How should you structure a Seedance 2.0 prompt?

The most reliable structure is subject action, camera movement, environment, sound, and then style only if needed. For multi-shot clips, label each shot explicitly.

Should you use Shot 1 and Shot 2 labels in Seedance 2.0?

Yes for edited multi-shot sequences. Explicit shot labels give Seedance clearer cut points and usually produce more controlled transitions.

Do audio cues matter in Seedance 2.0 prompts?

Yes. Seedance supports synchronized audio generation on fal, so sound cues like footsteps, rain, crowd noise, or glass clinks help anchor timing and realism.

How should you use image, video, and audio references in Seedance 2.0?

Give each reference one clear job: images for identity or styling, videos for motion and pacing, and audio for rhythm or sound texture.

Back to blog

Seedance 2.0 Prompt Guide: Better Prompts That Work [2026]

April 21, 2026By Bilal Azhar

Learn how to write better Seedance 2.0 prompts with shot labels, camera direction, audio cues, reference workflows, settings, and copy-paste examples.

Seedance 2.0 prompts work best when they describe a moving scene: subject, action, camera, environment, sound, and cuts. Use Seedance 2.0 on Morphed for final 1080p renders, Seedance 2.0 Fast for drafts, and this guide as the hub for prompt examples, image-to-video, and text-to-video workflows.

Most bad Seedance outputs are not caused by the model. They are caused by prompts that describe a static image instead of a moving scene.

The biggest shift is simple: write for action, camera, sound, and cuts, not vague cinematic adjectives.

If you have used image models for a while, this takes a minute to unlearn. Image prompting rewards moodboards: lighting words, texture words, style references, beautiful nouns. Video prompting is less forgiving.
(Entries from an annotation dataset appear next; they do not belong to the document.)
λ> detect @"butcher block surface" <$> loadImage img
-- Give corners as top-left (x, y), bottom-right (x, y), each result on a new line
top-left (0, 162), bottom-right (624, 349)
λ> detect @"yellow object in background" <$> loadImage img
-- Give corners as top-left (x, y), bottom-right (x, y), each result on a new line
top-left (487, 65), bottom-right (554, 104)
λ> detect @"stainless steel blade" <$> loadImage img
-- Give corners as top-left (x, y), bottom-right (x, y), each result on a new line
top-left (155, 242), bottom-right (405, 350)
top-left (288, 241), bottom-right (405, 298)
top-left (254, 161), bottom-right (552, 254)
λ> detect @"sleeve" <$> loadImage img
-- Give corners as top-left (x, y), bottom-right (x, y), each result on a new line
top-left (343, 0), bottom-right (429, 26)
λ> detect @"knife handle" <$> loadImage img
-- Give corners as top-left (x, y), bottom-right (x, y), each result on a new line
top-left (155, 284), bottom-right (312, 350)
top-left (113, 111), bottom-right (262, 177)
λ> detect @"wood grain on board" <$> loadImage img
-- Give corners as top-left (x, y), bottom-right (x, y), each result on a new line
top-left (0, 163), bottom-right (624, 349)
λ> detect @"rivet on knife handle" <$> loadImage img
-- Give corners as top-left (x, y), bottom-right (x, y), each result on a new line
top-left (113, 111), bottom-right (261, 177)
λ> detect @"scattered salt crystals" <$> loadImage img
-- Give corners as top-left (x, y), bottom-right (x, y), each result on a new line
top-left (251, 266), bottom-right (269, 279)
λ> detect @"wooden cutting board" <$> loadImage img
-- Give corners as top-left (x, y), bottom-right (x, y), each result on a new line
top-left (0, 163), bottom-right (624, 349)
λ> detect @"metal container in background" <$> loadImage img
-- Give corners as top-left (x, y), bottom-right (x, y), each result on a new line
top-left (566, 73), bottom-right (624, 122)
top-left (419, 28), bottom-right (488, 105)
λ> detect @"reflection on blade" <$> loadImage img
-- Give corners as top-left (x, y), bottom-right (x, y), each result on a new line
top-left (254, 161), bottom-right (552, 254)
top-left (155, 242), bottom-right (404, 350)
The model has to decide what happens on frame 1, frame 40, frame 120, and how the scene gets from one to the next. That means your prompt has to behave more like a director's note than a poster description.

Key Takeaways

Seedance 2.0 responds best to shot-based prompts
Multi-shot clips work better with explicit Shot 1: / Shot 2: labels
Camera direction matters more than generic style words
Audio cues improve timing and realism
References work best when each one has a specific role

If you want a better result, stop prompting it like an image model.

The Director Mindset

A good Seedance prompt does not need to be poetic. It needs to be executable.
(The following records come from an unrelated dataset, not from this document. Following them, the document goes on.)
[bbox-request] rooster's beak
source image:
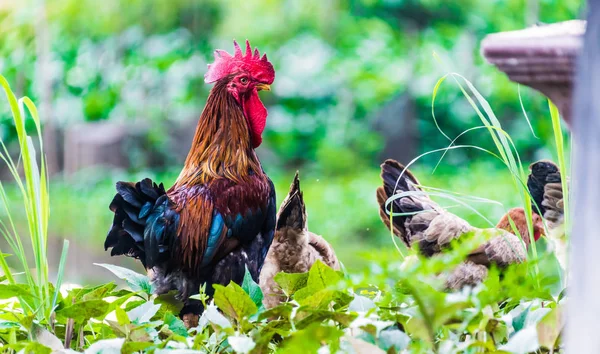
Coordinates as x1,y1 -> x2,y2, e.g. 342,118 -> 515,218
256,84 -> 271,91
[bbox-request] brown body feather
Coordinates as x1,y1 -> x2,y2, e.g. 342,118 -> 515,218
167,81 -> 270,274
377,160 -> 543,289
259,173 -> 340,308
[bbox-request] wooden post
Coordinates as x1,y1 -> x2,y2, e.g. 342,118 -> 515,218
35,0 -> 61,176
566,0 -> 600,353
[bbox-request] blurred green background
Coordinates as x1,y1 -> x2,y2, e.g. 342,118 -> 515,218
0,0 -> 583,282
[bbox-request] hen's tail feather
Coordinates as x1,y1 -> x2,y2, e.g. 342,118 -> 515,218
275,172 -> 307,230
377,159 -> 430,244
104,178 -> 168,266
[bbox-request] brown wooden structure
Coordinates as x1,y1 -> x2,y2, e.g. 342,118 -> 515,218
482,4 -> 600,353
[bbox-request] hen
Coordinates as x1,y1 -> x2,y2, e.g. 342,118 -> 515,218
527,160 -> 564,229
104,41 -> 276,325
260,172 -> 340,308
377,160 -> 544,288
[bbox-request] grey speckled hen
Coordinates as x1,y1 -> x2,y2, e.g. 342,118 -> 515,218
260,172 -> 340,308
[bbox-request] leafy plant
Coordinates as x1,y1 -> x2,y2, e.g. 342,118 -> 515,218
0,75 -> 69,324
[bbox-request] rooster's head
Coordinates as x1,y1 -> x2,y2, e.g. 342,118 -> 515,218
204,40 -> 275,148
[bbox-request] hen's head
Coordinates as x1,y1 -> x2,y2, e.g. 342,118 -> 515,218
529,160 -> 558,182
496,208 -> 546,245
204,40 -> 275,148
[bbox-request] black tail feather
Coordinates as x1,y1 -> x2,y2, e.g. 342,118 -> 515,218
104,178 -> 166,266
527,160 -> 560,216
276,172 -> 306,230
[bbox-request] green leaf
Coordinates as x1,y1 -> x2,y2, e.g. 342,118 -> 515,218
85,338 -> 125,354
500,326 -> 540,354
121,342 -> 154,354
154,291 -> 183,316
296,307 -> 357,329
115,307 -> 131,325
213,282 -> 258,322
536,306 -> 565,350
81,283 -> 117,301
242,267 -> 264,308
202,303 -> 231,328
294,260 -> 342,302
56,300 -> 110,323
127,301 -> 160,323
31,323 -> 64,350
94,263 -> 152,295
277,323 -> 344,354
227,335 -> 256,354
23,342 -> 52,354
163,312 -> 189,337
379,328 -> 410,353
346,337 -> 385,354
0,284 -> 35,300
348,295 -> 376,312
274,272 -> 308,296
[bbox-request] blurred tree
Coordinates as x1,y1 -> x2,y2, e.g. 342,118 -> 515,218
0,0 -> 582,174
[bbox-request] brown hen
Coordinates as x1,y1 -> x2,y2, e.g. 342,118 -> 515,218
259,172 -> 340,308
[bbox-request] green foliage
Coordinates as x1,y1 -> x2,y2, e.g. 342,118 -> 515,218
0,0 -> 583,167
0,75 -> 68,323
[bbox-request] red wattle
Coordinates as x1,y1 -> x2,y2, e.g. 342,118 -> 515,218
243,89 -> 267,149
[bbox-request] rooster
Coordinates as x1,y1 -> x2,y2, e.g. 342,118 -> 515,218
377,160 -> 544,289
527,160 -> 564,229
104,41 -> 276,325
260,172 -> 340,308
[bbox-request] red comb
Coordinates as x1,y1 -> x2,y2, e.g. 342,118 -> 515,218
204,40 -> 275,84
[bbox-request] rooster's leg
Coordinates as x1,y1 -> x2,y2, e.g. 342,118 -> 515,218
179,300 -> 204,329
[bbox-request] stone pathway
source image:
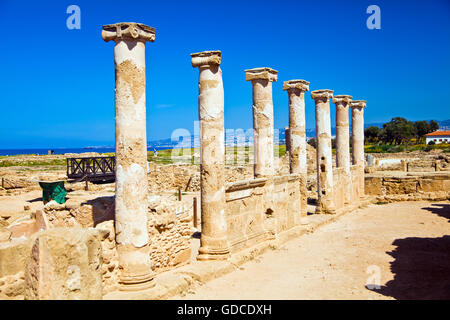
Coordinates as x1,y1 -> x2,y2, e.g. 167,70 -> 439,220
173,201 -> 450,299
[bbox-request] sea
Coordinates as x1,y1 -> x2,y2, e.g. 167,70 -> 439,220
0,146 -> 173,156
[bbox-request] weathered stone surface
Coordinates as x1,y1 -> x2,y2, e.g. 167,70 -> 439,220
245,68 -> 278,177
0,226 -> 11,242
365,177 -> 383,195
283,80 -> 309,216
25,228 -> 102,300
192,51 -> 230,260
102,22 -> 155,290
0,240 -> 31,278
350,100 -> 366,196
311,90 -> 336,214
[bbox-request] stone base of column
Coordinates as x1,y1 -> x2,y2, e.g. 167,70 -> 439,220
197,235 -> 230,261
119,274 -> 155,291
315,200 -> 336,214
117,245 -> 155,291
300,174 -> 308,217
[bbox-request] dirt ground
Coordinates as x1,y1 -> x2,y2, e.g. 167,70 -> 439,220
174,201 -> 450,299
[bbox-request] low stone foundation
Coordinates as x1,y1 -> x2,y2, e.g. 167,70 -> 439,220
365,172 -> 450,202
0,196 -> 194,298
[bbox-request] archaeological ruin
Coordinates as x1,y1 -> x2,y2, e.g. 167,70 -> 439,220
0,23 -> 450,299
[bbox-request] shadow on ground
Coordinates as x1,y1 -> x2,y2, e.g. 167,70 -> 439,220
373,204 -> 450,300
422,203 -> 450,222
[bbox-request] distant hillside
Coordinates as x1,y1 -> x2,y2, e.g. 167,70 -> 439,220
148,119 -> 450,150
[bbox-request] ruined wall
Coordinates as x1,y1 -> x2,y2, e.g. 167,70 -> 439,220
268,174 -> 301,233
365,172 -> 450,202
333,167 -> 346,210
225,178 -> 272,252
350,165 -> 364,202
0,240 -> 31,299
147,200 -> 194,273
225,174 -> 301,252
0,197 -> 194,297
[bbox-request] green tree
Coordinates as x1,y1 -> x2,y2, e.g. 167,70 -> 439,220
308,138 -> 317,148
414,120 -> 431,141
380,117 -> 416,144
430,120 -> 439,132
364,126 -> 381,142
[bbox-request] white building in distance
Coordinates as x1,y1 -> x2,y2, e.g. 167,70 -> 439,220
425,130 -> 450,144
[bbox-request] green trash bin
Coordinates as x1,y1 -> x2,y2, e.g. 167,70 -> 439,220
39,180 -> 67,204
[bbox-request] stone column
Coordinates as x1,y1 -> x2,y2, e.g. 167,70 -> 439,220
245,68 -> 278,178
351,100 -> 366,196
284,127 -> 291,154
191,51 -> 230,260
311,90 -> 336,214
333,95 -> 353,204
102,22 -> 155,290
283,80 -> 309,217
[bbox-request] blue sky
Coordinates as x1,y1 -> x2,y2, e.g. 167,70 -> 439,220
0,0 -> 450,148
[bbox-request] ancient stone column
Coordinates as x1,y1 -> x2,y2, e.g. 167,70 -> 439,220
283,80 -> 309,216
191,51 -> 230,260
351,100 -> 366,196
245,68 -> 278,178
311,90 -> 336,214
102,22 -> 155,290
284,127 -> 291,153
333,95 -> 352,204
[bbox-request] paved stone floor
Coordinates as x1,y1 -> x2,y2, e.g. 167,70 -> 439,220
173,201 -> 450,299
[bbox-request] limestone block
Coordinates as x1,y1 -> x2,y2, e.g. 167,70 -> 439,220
365,177 -> 383,195
0,226 -> 11,242
0,241 -> 31,278
418,179 -> 445,192
384,179 -> 418,195
25,228 -> 102,300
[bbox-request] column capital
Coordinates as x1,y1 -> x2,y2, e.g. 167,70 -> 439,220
245,67 -> 278,82
191,50 -> 222,68
102,22 -> 155,42
311,89 -> 333,100
283,79 -> 309,91
333,94 -> 353,104
350,100 -> 367,108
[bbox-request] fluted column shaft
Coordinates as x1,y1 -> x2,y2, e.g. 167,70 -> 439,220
351,100 -> 366,196
191,51 -> 230,260
283,80 -> 309,216
333,95 -> 352,204
311,90 -> 336,214
102,23 -> 155,290
245,68 -> 277,177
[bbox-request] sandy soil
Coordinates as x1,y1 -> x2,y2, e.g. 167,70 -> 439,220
174,202 -> 450,299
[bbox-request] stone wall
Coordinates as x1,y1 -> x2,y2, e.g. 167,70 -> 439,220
333,167 -> 351,210
0,196 -> 194,297
225,178 -> 272,252
225,174 -> 301,252
267,174 -> 301,234
365,172 -> 450,202
147,196 -> 194,273
350,165 -> 364,202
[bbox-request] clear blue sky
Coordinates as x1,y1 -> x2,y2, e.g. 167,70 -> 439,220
0,0 -> 450,148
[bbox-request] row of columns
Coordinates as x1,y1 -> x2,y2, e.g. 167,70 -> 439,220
102,22 -> 365,290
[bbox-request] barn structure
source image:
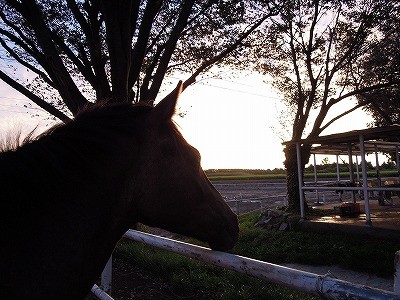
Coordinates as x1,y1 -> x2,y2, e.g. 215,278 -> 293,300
283,125 -> 400,225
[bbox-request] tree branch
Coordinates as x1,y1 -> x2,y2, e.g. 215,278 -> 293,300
128,1 -> 162,90
0,70 -> 70,122
0,37 -> 55,88
8,0 -> 88,114
183,12 -> 276,90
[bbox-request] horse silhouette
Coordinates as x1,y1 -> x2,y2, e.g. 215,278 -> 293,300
0,83 -> 239,299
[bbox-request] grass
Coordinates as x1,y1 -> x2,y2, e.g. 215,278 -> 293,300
207,170 -> 398,180
116,213 -> 400,299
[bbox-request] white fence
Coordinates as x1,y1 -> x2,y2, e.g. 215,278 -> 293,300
92,230 -> 400,300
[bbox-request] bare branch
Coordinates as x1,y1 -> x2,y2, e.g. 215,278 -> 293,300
0,37 -> 55,88
0,70 -> 70,122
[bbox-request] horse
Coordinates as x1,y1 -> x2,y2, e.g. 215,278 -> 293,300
0,82 -> 239,299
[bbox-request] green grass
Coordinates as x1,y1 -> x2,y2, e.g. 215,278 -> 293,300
207,170 -> 398,180
116,213 -> 400,299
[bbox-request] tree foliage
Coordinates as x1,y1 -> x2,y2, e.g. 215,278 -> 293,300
0,0 -> 279,120
250,0 -> 400,209
253,0 -> 400,140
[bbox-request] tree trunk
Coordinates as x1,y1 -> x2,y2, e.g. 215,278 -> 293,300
284,144 -> 310,212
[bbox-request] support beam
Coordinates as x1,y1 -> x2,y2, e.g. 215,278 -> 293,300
296,143 -> 305,220
336,154 -> 340,181
347,143 -> 356,203
359,134 -> 372,225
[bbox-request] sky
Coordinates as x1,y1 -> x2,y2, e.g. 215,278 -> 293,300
0,74 -> 371,169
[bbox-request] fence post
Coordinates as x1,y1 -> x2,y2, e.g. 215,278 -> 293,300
100,255 -> 112,294
393,250 -> 400,295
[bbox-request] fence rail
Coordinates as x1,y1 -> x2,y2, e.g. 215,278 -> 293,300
94,230 -> 400,300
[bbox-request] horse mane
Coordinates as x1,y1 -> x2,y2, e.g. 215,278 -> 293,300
0,102 -> 152,153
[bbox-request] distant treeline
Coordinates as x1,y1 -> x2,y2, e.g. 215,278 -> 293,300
205,162 -> 397,177
205,168 -> 285,177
Imagine standing on set with a small crew. If you say "make it cinematic," nobody knows where to put the camera. If you say "start wide, track beside her at shoulder height, then cut to a close-up when she turns toward the neon sign," the crew can do something with that. Seedance is similar. It responds better when your prompt gives it a job, a camera position, and a sequence.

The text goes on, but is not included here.